Class 34: Hypothesis test

Methodology of Scientific Research

Andrés Aravena, PhD

25 May 2023

Are men same age as women, on average?

If we know the population

In the population we can see that the average age for women is \[μ_f = 34.763\text{ years}\]

And for men it is \[μ_m = 33.560\text{ years}\]

so women are older than men, on average

But we do not know the population

This time we have a sample of men and a sample of women

We calculate \(\bar{X}_f\) and \(\bar{X}_m\)

Each one can be modelled by a Normal distribution (why?)

Then \((\bar{X}_f - \bar{X}_m)\) follows a normal

What are the parameters of this distribution?

Parameters of a Normal distribution

A normal distribution is defined by two parameters

  • The mean \(μ\)
  • The variance \(σ^2\)

Since we deal with averages, we have \[\begin{aligned}\bar{X}_f &∼ N(μ_f, σ^2_f/n_f) \\ \bar{X}_m &∼ N(μ_m, σ^2_m/n_m) \end{aligned}\]

What are the parameters for \((\bar{X}_f - \bar{X}_m)\)?

Parameters of \((\bar{X}_f - \bar{X}_m)\)

“Expected value of sum is sum of expected values” \[μ=μ_f - μ_m\]

“Variance of sum is sum of variances” \[σ^2=\frac{σ^2_f}{n_f} + \frac{σ^2_m}{n_m}\]

(how do we handle the signs?)

Confidence interval for \((\bar{X}_f - \bar{X}_m)\)

First, define the confidence level. Call it \((1-α)\)

Then, each tail must include \(α/2\) of the cases

We look in the inverse Normal function to find \(k_l\) and \(k_u\)

The interval for \((\bar{X}_f - \bar{X}_m)\) is \[[μ + k_l⋅ σ, μ + k_u⋅σ ]\]

We do not know \(μ.\) Finding it

Now we know \(y=(\bar{X}_f - \bar{X}_m)\) and want to find \(μ\)

We build a similar interval \[I=[y + k_l⋅ σ, y + k_u⋅σ ]\] then \[ℙ(μ∈I) = 1-α\]

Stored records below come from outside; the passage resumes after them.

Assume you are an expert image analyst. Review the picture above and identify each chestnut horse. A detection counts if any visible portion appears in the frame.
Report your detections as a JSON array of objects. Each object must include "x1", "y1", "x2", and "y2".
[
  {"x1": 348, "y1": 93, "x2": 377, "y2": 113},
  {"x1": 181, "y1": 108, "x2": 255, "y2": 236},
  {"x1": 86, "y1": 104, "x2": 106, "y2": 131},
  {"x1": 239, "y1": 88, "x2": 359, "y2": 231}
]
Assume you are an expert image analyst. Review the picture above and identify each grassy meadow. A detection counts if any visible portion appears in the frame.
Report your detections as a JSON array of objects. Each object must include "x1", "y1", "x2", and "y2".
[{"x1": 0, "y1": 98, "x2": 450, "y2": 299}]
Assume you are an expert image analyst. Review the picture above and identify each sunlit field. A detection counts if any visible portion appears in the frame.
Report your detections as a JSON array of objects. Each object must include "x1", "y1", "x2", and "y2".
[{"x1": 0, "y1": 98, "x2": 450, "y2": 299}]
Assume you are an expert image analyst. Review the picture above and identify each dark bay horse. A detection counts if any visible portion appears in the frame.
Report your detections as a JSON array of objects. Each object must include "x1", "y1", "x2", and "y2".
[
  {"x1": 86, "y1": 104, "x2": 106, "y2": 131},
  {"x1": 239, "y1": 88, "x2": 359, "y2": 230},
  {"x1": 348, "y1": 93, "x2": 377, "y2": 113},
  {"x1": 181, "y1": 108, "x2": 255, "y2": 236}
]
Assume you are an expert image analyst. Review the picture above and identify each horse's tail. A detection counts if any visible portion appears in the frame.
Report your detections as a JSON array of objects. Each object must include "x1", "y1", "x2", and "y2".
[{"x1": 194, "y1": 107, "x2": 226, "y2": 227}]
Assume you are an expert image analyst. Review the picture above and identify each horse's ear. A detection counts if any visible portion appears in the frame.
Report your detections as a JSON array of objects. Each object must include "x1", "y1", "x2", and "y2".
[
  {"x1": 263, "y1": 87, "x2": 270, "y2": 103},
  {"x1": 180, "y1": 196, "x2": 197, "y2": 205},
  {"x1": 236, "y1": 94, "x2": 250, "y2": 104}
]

Are men the same age of women?

If the interval \(I\) does not contain 0, we can be confident that \(μ_f ≠ μ_m\)

How confident? Well, \((1-α)\)

If \(0∈I\) then it is possible that \(μ_f = μ_m\)

We do not have enough evidence to decide

What is the smallest \(α\) that works?

The smallest \(α\) is the one that makes one of the interval limits equal to 0

If \(μ_f = μ_m\) (that is, \(μ=0\)), what is the probability that we observe \((\bar{X}_f - \bar{X}_m)= y\)?

Hypothesis declaration

There is a standard framework for these questions

We start by defining what do we want to test, and what is the alternative \[\begin{aligned} H_0:&μ_f = μ_m\\ H_a:&μ_f ≠ μ_m\\ \end{aligned}\]

Here \(H_0\) is called null hypothesis and \(H_a\) is the alternative hypothesis

Hypothesis test

Basically we want to know the probability of observing \(\bar{X}_f ≠ \bar{X}_m\) equal to \(y\) or more, assuming \(H_0\)

In this case we want to calculate \[ℙ(|\bar{X}_f- \bar{X}_m| ≥ y | μ = 0, σ )?\]

This is called a two-sided test

One-sided test

If we declare our test as \[\begin{aligned} H_0:&μ_f = μ_m\\ H_a:&μ_f > μ_m\\ \end{aligned}\]

Then the question is

\[ℙ(\bar{X}_f - \bar{X}_m ≥ y| μ = 0, σ )?\]